The zero-tau pod turned midnight black. Elana heard a hiss of breath from one of the waiting possessed, but didn’t say anything.

“How long do you leave them in there?” Sinon asked.

“Cook them for about fifteen minutes. Then we open up to see if they’re done. If not, it’s just back in for progressively
longer periods. I’ve had one hold out for about ten hours before, but that was the limit.”

“That sounds suspiciously like enjoyment to me.”

Elana waved the next possessed into his pod. “Nothing suspicious about it. General Hiltch, God fuck him, says I’m not allowed
in the front line. So this is the second best duty as far as I’m concerned. I don’t take marine discipline too good. Sitting
with a bunch of those pansy-asses in a place like this counting raindrops would have me thrown off-planet inside of a day.
So as I’m technologically competent, me and my friends requested this placement. It works out fine. Army’s short of skilled
techs who can also handle the noise if the possessed start to panic: we fit the bill. And this way I get to see the bastards
booted out of their bodies. I
know
it’s happening.”

The second possessed was put in a zero-tau pod. He didn’t resist. Then the third zero-tau pod was activated. Elana aimed the
shock rod at the last possessed, the apathetic one. “Hey, cheer up. This is your lucky day, looks like the reserves got called
out. You’re on, kid.” He gave her a broken look and grimaced. His features melted, shrinking back to reveal a wizened face
with anaemically pale skin.

“Catch him,” Elana yelled. The man’s legs buckled. He pitched forward into her arms. “Thought that one might quit,” she said
in satisfaction.

Choma removed the holding stick’s clamp from around his neck. Elana eased him down onto the floor, calling for blankets and
some pillows. “Damn it, we haven’t had time to unpack the medical gear yet,” she said. “And we’re going to need it. Those
bastards.”

“What’s the matter?” Sinon asked.

Elana’s claw sliced through the man’s raggedy shirt, exposing his chest. There were strange ridges swelling out of his skin,
mimicking the lines of muscle a healthy twenty-year-old mesomorph might have. When she prodded one with the tip of a claw,
it sagged like a sack of jelly.

“They always go for perfection,” she explained to Sinon and Choma. “Assholes. I don’t know what that energistic power is,
but it screws up their flesh real bad under the illusion. Sometimes you get fat deposits building up, that’s pretty harmless;
but nine times out of ten, it’s tumours.”

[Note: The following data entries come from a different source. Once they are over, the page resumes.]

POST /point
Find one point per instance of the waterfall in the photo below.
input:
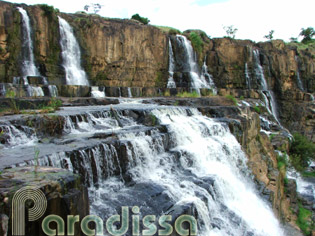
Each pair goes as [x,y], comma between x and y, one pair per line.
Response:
[2,90]
[188,163]
[53,90]
[205,168]
[129,92]
[28,62]
[247,77]
[267,94]
[96,93]
[197,81]
[171,83]
[298,77]
[71,55]
[208,77]
[32,91]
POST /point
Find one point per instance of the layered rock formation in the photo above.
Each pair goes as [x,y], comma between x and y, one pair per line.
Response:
[64,193]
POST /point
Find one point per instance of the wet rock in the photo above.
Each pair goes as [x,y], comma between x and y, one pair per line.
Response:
[64,193]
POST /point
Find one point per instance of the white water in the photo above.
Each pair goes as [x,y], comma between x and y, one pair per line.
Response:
[15,137]
[197,81]
[171,83]
[206,150]
[129,92]
[268,94]
[2,90]
[53,90]
[96,93]
[71,55]
[28,62]
[298,77]
[247,77]
[34,91]
[208,77]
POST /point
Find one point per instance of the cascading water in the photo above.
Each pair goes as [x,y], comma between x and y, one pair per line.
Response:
[96,93]
[129,92]
[247,77]
[211,176]
[2,90]
[266,93]
[208,77]
[71,55]
[188,161]
[298,77]
[197,81]
[171,83]
[53,90]
[28,62]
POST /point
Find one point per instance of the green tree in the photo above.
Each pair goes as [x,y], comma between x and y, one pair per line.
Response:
[141,19]
[196,41]
[307,34]
[270,35]
[230,31]
[96,7]
[301,151]
[293,39]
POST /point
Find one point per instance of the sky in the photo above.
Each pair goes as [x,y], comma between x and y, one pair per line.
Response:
[253,18]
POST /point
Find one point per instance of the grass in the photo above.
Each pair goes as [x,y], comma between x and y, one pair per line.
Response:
[308,174]
[303,46]
[271,137]
[257,109]
[196,41]
[282,162]
[167,93]
[303,220]
[169,30]
[232,99]
[193,94]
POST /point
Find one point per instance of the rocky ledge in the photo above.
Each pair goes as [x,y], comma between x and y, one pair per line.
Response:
[63,190]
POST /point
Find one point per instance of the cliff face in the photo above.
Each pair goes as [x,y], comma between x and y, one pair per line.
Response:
[121,52]
[126,53]
[114,52]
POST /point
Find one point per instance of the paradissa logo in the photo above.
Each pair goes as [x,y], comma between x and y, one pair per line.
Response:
[40,204]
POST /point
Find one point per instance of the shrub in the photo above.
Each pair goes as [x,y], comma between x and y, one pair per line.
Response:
[196,41]
[48,10]
[193,94]
[303,220]
[169,30]
[232,98]
[140,19]
[167,93]
[257,109]
[307,34]
[282,161]
[301,150]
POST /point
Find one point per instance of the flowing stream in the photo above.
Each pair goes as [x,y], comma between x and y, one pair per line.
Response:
[185,163]
[71,55]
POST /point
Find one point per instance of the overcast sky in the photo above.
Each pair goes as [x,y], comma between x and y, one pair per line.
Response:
[252,18]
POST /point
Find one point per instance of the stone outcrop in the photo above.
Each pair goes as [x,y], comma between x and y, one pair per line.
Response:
[64,193]
[121,52]
[114,52]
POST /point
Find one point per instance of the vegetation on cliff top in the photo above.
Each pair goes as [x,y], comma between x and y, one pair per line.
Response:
[140,19]
[307,34]
[196,41]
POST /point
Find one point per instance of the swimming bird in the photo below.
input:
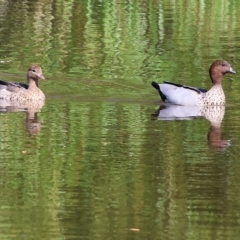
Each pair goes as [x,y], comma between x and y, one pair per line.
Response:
[185,95]
[15,91]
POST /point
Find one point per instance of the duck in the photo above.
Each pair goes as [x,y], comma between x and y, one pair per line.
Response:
[179,94]
[21,92]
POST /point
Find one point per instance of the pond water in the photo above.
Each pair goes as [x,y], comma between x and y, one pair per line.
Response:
[98,160]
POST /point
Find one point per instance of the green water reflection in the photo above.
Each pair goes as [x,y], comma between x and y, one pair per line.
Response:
[95,163]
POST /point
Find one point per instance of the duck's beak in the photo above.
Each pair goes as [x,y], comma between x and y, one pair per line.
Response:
[231,70]
[41,76]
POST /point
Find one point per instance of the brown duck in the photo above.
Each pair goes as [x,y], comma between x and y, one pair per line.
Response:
[15,91]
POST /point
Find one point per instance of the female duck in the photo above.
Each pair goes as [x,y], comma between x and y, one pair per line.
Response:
[184,95]
[23,92]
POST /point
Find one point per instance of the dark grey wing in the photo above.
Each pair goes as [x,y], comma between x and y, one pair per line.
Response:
[12,86]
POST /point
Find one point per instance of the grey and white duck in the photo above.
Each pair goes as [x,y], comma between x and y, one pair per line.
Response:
[185,95]
[19,92]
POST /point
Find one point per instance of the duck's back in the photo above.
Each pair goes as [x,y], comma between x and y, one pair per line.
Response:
[178,94]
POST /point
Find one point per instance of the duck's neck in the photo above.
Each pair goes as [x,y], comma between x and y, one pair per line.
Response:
[216,78]
[32,83]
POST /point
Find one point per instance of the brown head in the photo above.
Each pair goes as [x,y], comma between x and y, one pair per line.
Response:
[33,74]
[218,69]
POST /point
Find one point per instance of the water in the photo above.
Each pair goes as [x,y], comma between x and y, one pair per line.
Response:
[98,161]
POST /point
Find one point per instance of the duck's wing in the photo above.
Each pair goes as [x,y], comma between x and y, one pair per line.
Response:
[12,86]
[178,94]
[198,90]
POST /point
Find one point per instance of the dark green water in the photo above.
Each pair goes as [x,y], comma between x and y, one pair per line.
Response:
[96,162]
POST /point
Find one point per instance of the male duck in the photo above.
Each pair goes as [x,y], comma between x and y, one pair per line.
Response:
[184,95]
[14,91]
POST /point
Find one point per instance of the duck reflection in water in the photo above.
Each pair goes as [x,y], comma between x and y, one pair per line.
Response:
[214,114]
[31,109]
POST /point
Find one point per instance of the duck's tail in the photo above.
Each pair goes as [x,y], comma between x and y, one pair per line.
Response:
[155,85]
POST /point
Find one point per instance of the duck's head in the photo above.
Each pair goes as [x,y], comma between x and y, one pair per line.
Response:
[35,72]
[218,69]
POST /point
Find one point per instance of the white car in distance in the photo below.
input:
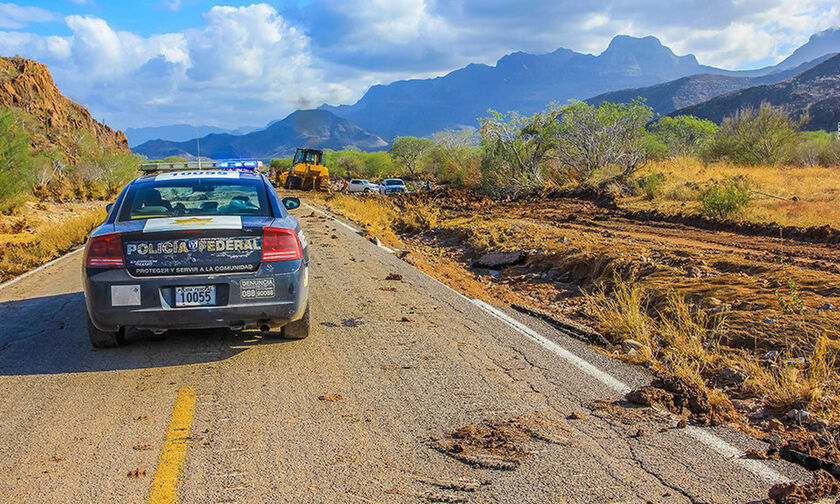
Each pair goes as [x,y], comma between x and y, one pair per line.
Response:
[361,186]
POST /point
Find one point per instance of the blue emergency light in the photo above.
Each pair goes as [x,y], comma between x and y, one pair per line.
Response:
[239,165]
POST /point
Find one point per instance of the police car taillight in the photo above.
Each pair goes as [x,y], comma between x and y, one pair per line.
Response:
[280,245]
[105,251]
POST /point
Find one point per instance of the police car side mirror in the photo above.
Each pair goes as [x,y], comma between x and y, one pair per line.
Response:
[291,203]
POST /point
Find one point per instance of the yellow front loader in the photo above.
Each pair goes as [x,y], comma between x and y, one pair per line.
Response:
[307,173]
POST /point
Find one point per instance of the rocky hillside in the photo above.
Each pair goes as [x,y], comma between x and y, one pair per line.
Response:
[305,128]
[816,91]
[518,81]
[687,91]
[27,88]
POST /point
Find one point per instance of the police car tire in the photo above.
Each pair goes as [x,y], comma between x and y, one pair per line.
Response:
[299,329]
[104,339]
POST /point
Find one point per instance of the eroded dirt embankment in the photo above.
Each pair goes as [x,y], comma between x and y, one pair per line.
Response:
[747,316]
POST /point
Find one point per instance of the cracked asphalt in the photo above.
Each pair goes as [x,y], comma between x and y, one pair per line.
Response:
[74,422]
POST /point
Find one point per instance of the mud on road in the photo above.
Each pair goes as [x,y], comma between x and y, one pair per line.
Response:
[772,366]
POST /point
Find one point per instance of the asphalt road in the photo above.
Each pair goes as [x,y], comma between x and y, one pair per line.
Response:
[84,425]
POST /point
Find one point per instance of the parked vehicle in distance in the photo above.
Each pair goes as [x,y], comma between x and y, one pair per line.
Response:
[196,249]
[361,186]
[391,186]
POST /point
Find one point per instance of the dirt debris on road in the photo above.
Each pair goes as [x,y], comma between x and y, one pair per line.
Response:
[796,493]
[502,444]
[742,315]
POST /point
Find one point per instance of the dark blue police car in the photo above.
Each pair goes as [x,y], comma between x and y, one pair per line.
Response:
[197,248]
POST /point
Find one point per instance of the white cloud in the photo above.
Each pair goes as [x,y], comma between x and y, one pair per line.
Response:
[15,16]
[246,65]
[249,65]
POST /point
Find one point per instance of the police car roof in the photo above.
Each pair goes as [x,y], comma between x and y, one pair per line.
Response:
[173,175]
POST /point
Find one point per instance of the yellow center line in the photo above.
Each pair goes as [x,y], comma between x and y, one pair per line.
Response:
[165,483]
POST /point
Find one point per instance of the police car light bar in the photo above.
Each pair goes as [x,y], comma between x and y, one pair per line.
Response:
[203,165]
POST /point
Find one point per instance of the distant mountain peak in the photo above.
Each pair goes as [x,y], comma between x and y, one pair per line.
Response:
[819,44]
[643,48]
[302,128]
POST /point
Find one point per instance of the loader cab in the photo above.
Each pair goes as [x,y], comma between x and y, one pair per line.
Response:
[308,156]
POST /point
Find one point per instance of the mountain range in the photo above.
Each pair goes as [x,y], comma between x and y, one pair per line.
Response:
[630,67]
[815,92]
[687,91]
[178,132]
[527,82]
[52,121]
[318,129]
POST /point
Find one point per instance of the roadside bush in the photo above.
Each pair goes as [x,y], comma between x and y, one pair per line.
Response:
[17,165]
[454,159]
[586,138]
[653,185]
[515,147]
[351,162]
[684,135]
[726,199]
[409,152]
[817,148]
[756,136]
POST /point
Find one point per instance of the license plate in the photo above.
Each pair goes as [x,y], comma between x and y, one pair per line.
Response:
[196,295]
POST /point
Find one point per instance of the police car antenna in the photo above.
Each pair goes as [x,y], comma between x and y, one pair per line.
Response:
[198,147]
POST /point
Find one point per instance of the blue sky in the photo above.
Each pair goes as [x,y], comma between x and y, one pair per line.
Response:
[155,62]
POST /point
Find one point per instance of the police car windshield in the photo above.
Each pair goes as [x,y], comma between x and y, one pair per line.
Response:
[195,196]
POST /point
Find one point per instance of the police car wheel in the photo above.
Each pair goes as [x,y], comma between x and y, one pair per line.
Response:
[104,339]
[299,329]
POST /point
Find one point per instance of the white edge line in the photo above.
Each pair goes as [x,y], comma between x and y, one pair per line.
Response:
[756,467]
[39,268]
[351,228]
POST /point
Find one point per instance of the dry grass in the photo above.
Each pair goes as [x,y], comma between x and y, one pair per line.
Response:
[44,240]
[686,340]
[816,189]
[647,293]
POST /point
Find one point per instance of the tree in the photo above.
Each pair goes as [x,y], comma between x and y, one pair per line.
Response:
[515,148]
[410,151]
[585,138]
[684,135]
[766,135]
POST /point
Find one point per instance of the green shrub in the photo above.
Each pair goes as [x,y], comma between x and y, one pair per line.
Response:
[726,199]
[766,135]
[652,185]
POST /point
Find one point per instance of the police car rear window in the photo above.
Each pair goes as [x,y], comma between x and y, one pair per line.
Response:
[195,196]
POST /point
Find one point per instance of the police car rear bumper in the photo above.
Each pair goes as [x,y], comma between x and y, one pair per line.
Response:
[242,300]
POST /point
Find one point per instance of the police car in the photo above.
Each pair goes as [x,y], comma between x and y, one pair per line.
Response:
[191,247]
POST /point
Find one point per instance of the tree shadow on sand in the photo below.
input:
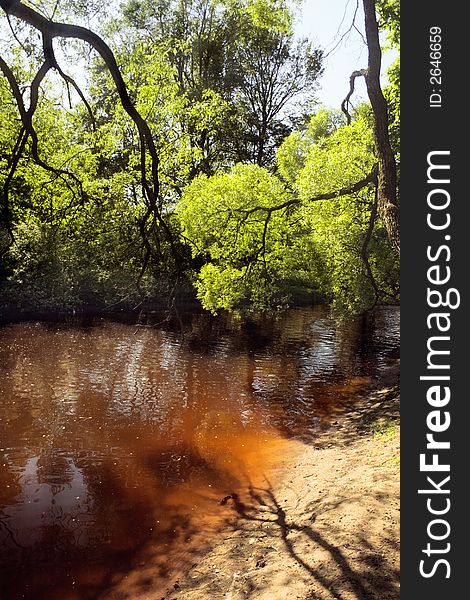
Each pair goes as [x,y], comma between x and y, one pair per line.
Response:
[355,569]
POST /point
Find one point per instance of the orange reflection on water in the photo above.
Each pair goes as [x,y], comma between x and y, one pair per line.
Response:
[117,444]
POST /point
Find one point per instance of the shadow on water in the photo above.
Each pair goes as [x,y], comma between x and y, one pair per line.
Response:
[119,441]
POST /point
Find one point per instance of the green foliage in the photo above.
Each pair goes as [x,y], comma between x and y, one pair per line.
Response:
[261,241]
[238,188]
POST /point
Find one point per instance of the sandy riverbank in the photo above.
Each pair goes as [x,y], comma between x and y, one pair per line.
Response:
[325,526]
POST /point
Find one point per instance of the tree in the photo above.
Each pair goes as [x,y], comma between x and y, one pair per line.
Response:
[242,51]
[387,202]
[262,240]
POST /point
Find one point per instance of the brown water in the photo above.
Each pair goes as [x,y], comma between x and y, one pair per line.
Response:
[117,442]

“All of them?” Sinon asked.

“Yep. Never satisfied with what they’ve got. I’m sure it’s a metaphor for something, but I’m buggered if I can figure out
what. We’re having to ship everyone who gets de-possessed back to Xingu and into one of the major hospitals. They’re overflowing
already, and they don’t have enough nanonic packages to go around. Another week of this, and the entire Ombey system is going
to go into medical meltdown. And that’s not taking you guys into account; you’re not exactly emerging unscathed from the Liberation.”